Le métré qui alimente le chiffrage sans ressaisie
Reste le trajet entre les deux. Dans beaucoup d'entreprises, les quantités sont mesurées d'un côté, puis retapées de l'autre dans le tableur de chiffrage. Chaque ressaisie est une occasion de se tromper, et personne ne relit une colonne de nombres.
Quand le métré bâtiment et le chiffrage parlent la même langue, les quantités arrivent directement dans le devis. Vous ne recopiez rien. Si le plan change, vous reprenez le métré et le devis suit.
Pour un logiciel économiste construction, c'est la condition d'un chiffrage détaillé poste par poste sans y passer la semaine. Pour un logiciel pour artisan, c'est surtout la fin du devis rédigé le dimanche soir.
Où va le chiffrage
La suite se dessine déjà, et elle change la nature du travail.
Le principe de l'auto-match des ouvrages consiste à retrouver dans votre bibliothèque les lignes qui correspondent à ce que vous décrivez. Vous n'allez plus chercher l'ouvrage dans une arborescence : vous dites ce que vous faites, les lignes candidates remontent, vous ajustez.
L'étape d'après est conversationnelle. Vous décrivez votre chantier en français, l'outil propose les lignes du devis avec leurs quantités, et vous validez avant toute écriture. Ce n'est pas une projection en l'air : cette mécanique tourne déjà dans l'assistant de notre outil de suivi de chantier, où une demande formulée en langage courant devient un formulaire prérempli que l'utilisateur confirme. Le devis suit la même logique, avec des lignes qui se répètent.
Une interface de connexion aux outils que vous utilisez déjà est également prévue, pour que vos clients et vos affaires n'existent pas en double.

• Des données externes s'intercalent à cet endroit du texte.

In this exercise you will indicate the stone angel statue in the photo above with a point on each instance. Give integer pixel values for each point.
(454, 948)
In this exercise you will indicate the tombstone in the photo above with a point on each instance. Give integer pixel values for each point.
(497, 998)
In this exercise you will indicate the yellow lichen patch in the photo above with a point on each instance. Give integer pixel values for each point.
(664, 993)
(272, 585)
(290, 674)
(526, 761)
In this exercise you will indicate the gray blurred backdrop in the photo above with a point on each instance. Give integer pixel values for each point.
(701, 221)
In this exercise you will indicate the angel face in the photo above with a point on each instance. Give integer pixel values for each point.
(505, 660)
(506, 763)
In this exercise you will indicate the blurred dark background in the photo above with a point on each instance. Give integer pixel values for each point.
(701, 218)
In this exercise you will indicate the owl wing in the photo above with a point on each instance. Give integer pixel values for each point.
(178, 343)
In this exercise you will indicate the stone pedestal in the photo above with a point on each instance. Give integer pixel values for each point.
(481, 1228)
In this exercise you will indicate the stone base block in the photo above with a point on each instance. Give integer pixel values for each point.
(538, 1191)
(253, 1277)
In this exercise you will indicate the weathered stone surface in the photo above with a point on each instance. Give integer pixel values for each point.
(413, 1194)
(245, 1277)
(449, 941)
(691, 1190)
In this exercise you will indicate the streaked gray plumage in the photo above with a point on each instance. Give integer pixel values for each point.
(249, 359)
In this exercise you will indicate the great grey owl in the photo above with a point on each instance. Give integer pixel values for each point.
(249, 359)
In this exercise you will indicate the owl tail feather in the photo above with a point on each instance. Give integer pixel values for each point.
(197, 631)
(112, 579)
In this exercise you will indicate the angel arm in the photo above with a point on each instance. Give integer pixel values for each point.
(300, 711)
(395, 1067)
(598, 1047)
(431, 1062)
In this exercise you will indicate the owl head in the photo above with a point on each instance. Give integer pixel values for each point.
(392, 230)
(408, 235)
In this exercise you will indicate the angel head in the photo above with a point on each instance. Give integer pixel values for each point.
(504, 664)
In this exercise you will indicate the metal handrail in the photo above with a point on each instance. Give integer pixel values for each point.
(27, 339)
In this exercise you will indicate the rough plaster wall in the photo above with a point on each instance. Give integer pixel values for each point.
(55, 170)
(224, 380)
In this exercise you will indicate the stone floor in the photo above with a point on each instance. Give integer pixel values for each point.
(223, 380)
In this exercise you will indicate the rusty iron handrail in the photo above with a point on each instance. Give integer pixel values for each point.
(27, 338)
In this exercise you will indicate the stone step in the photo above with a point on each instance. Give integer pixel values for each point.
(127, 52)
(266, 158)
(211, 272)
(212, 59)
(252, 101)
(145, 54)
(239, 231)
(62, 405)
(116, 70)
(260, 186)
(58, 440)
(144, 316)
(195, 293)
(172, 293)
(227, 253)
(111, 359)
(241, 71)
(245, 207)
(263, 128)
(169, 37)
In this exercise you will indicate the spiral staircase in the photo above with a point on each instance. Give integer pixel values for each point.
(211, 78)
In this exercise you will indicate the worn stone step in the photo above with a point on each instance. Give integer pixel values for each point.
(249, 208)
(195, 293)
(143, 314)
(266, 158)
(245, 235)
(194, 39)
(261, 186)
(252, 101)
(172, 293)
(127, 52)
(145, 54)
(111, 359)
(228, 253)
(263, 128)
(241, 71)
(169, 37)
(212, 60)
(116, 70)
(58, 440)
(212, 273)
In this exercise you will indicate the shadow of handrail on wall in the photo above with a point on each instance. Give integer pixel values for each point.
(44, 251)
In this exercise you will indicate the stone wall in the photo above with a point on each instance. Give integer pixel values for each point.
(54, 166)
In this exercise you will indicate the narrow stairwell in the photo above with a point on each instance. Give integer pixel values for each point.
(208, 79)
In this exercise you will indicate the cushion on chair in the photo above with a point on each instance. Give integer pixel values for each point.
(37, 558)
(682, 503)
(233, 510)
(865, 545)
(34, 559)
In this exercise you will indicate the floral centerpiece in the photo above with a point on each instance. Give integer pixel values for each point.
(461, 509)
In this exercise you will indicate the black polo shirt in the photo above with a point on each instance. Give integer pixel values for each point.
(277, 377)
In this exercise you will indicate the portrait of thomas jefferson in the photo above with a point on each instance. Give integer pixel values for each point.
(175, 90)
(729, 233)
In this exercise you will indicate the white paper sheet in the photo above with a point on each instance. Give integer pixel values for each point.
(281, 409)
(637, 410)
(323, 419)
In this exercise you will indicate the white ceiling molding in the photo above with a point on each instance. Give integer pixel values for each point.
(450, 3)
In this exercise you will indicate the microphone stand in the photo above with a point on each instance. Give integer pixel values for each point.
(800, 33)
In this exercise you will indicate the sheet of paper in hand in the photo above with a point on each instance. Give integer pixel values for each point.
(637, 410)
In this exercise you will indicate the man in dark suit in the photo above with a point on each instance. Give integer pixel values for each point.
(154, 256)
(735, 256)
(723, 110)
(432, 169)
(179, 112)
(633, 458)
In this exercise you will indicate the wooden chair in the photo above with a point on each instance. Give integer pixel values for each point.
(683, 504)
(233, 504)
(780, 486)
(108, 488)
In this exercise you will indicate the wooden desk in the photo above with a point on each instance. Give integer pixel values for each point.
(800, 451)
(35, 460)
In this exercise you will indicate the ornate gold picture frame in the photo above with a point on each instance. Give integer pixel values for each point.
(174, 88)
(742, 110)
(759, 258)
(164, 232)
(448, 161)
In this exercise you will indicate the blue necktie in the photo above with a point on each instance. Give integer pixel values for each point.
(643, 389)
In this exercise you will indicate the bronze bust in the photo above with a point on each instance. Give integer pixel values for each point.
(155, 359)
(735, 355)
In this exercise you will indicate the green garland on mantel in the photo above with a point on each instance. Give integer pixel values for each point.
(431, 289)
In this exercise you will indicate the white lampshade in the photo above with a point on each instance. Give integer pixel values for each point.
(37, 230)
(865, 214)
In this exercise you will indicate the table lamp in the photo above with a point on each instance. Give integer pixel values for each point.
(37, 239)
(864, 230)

Le chiffrage restera votre décision. Ce qui disparaît, c'est la saisie.
Par où commencer
Vous n'avez pas besoin d'un outil pour poser les bases. Prenez vos comptes de l'année passée, calculez votre coût horaire réel et vos frais généraux, et vérifiez le coefficient que vous appliquez aujourd'hui. Beaucoup d'entreprises découvrent à ce moment-là qu'elles vendent sous leur prix de revient sur certains lots.
Ensuite seulement, la question de l'outil se pose. Si vous voulez voir comment ces étapes s'enchaînent sans ressaisie, vous pouvez essayer Beluo.
Questions fréquentes
Quelle différence entre déboursé sec et prix de vente ?
Le déboursé sec est le coût direct d'un ouvrage : matériaux, main d'œuvre, matériel. Le prix de vente ajoute les frais de chantier, les frais généraux de l'entreprise, le bénéfice et une part d'aléas. On passe de l'un à l'autre par un coefficient de vente calculé sur vos propres comptes.
Comment calculer son coefficient de vente ?
En rapportant vos frais annuels non imputables directement aux chantiers à votre volume de déboursé sec. Le résultat est propre à votre entreprise. Un coefficient repris chez un confrère reflète sa structure de coûts, pas la vôtre.
Le chiffrage est-il différent selon le corps d'état ?
Oui, et c'est pourquoi une trame de lots figée pose problème. Un plâtrier ne décompose pas son chantier comme un couvreur. La bonne approche est de partir d'un modèle par défaut puis de l'adapter à votre métier, plutôt que d'entrer dans une structure imposée.
Faut-il une bibliothèque de prix pour bien chiffrer ?
Ce n'est pas obligatoire, mais c'est ce qui rend le chiffrage régulier. Sans bibliothèque, chaque devis repart de zéro ou d'une copie d'un ancien devis, avec les prix périmés que cela suppose. Avec, vous corrigez un ouvrage une fois et toutes vos affaires suivantes en profitent.
Peut-on passer du métré au devis sans ressaisir les quantités ?
Oui, à condition que les deux étapes partagent les mêmes données. Les quantités mesurées sur le plan alimentent alors directement les lignes du devis. C'est ce qui supprime à la fois le temps de recopie et les erreurs de transcription.
Et la facturation ?
Le chiffrage et la facture sont deux métiers différents. Beluo produit le devis et le transmet à votre outil de facturation via votre connexion Pennylane, plutôt que de dupliquer une comptabilité que vous tenez déjà ailleurs.